CODEWITHSUNDEEP
mysqlsql
lu5er
lu5er

Reputation: 3564

Create an auto_increment column based on a group in MySQL

I'm quite new to SQL and databases.

I'm trying to make a preference table of an user. The fields will be user_id, pref_no, prg_code.

Now if I create the table making pref_no auto_increment then it will automatically increase irrespective of the user_id.

So, my question is - Is there a way to define the table in such a way that it will be auto_incremented taking user_id into account or I have to explicitly find the last pref_no that has occurred for an user and then increment it by 1 before insertion?

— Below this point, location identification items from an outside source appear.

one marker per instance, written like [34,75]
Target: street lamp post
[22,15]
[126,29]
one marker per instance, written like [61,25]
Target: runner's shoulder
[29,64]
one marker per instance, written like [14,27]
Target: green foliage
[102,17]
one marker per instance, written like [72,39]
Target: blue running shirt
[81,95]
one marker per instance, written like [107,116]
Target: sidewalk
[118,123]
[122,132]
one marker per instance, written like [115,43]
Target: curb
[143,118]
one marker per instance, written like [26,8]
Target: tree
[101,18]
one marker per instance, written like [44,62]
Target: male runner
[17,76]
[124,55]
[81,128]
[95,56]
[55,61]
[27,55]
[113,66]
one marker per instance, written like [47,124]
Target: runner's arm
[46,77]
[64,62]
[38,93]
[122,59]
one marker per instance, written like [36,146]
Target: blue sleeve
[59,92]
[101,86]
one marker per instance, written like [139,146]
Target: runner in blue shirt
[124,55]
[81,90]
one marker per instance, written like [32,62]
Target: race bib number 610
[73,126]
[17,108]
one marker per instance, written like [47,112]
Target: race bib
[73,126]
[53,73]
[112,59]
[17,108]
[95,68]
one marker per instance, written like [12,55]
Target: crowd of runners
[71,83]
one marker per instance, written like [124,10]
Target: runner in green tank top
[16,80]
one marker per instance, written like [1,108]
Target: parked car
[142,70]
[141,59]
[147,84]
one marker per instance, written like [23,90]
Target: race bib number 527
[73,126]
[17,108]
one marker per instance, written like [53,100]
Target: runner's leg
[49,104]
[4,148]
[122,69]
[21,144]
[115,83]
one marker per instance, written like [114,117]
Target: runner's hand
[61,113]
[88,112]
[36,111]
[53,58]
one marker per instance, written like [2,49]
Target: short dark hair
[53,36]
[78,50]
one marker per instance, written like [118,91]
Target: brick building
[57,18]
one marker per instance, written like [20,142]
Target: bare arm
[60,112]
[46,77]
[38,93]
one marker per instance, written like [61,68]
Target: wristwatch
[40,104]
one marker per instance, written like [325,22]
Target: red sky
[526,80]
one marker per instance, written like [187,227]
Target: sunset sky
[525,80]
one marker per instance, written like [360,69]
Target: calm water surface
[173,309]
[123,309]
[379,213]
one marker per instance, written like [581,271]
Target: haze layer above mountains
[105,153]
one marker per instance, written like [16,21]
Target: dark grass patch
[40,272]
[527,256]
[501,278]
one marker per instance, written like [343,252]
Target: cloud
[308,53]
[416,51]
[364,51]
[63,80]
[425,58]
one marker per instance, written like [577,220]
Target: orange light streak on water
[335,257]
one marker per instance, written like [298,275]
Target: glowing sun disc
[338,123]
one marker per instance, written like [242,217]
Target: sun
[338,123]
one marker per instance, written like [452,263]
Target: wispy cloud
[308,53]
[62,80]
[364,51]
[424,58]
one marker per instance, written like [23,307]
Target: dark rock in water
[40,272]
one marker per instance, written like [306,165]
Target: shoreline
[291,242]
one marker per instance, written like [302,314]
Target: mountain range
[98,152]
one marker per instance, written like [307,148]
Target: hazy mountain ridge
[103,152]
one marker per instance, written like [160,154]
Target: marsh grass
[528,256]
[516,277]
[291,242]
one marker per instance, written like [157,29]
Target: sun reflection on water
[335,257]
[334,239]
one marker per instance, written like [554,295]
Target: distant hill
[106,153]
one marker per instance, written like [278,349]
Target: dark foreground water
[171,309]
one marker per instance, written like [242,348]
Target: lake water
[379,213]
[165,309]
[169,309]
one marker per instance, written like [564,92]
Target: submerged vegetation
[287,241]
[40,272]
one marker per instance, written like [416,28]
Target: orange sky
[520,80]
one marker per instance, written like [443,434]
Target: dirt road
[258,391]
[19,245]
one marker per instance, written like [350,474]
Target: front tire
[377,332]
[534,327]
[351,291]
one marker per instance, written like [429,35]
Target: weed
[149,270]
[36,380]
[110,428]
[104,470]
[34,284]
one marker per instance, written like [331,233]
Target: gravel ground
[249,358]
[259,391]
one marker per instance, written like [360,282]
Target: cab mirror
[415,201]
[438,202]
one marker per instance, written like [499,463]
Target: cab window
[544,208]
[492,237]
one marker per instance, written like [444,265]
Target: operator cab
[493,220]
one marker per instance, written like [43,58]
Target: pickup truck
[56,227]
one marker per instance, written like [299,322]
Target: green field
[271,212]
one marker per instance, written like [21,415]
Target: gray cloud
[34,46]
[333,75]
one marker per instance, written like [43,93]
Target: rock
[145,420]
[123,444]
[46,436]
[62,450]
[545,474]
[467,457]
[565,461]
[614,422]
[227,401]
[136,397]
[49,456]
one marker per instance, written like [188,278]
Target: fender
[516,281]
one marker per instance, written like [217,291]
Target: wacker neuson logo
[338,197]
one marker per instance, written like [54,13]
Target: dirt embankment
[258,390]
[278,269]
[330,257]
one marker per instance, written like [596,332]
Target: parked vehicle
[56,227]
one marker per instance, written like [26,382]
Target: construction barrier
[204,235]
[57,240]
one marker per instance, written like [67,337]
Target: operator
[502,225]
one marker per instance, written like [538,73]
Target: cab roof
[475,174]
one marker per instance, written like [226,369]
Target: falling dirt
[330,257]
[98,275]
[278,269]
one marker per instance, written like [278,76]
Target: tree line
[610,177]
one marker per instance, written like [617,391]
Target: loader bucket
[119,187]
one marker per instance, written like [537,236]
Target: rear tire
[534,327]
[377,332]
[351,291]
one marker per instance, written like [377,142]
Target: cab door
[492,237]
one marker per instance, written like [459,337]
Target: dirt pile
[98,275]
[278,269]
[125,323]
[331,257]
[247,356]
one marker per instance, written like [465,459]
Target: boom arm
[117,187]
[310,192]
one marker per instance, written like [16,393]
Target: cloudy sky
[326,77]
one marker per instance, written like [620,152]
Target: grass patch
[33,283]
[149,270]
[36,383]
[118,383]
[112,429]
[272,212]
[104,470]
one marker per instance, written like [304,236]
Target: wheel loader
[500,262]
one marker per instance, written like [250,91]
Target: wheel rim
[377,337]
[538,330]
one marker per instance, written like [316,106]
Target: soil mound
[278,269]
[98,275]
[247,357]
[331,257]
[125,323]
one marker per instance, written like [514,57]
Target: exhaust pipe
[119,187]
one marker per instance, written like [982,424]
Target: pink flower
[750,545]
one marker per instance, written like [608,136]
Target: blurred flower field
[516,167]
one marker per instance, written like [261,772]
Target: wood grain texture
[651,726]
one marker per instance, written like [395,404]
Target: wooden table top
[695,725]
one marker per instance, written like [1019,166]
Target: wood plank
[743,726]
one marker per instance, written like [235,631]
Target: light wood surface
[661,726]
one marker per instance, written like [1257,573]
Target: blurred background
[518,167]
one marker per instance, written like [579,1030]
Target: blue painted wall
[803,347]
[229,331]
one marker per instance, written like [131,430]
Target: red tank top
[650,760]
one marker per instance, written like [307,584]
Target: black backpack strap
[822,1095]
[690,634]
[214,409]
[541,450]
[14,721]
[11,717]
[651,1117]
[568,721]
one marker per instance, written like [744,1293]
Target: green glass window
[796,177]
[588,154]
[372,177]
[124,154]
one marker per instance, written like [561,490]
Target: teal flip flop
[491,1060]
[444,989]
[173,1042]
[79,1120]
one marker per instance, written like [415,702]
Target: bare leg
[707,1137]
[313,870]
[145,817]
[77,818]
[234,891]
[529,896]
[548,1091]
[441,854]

Any help is appreciated. Thanks in advance.

Upvotes: 0

Views: 69

Answers (2)

lu5er
lu5er

Reputation: 3564

Following what Mjh and Fahmina suggested, we can create a procedure for the insertion.

DELIMITER //
CREATE PROCEDURE test(IN u_id INT(7), p_code INT(5))
    BEGIN
        SELECT @pno:= MAX(pref_no) FROM temp_choice WHERE user_id = u_id; 
        IF @pno IS NULL THEN
            SET @pno = 1;
        ELSE
            SET @pno = @pno + 1;
        END IF;
        INSERT INTO temp_choice VALUES (u_id, @pno, p_code);
     END //
DELIMITER ;

Now we can easily insert data by using

CALL test(1234567, 10101);

Upvotes: 1

mJehanno
mJehanno

Reputation: 866

To manage user's preference, you don't need user_id to be auto_incremented in this table, but pref_no has to be.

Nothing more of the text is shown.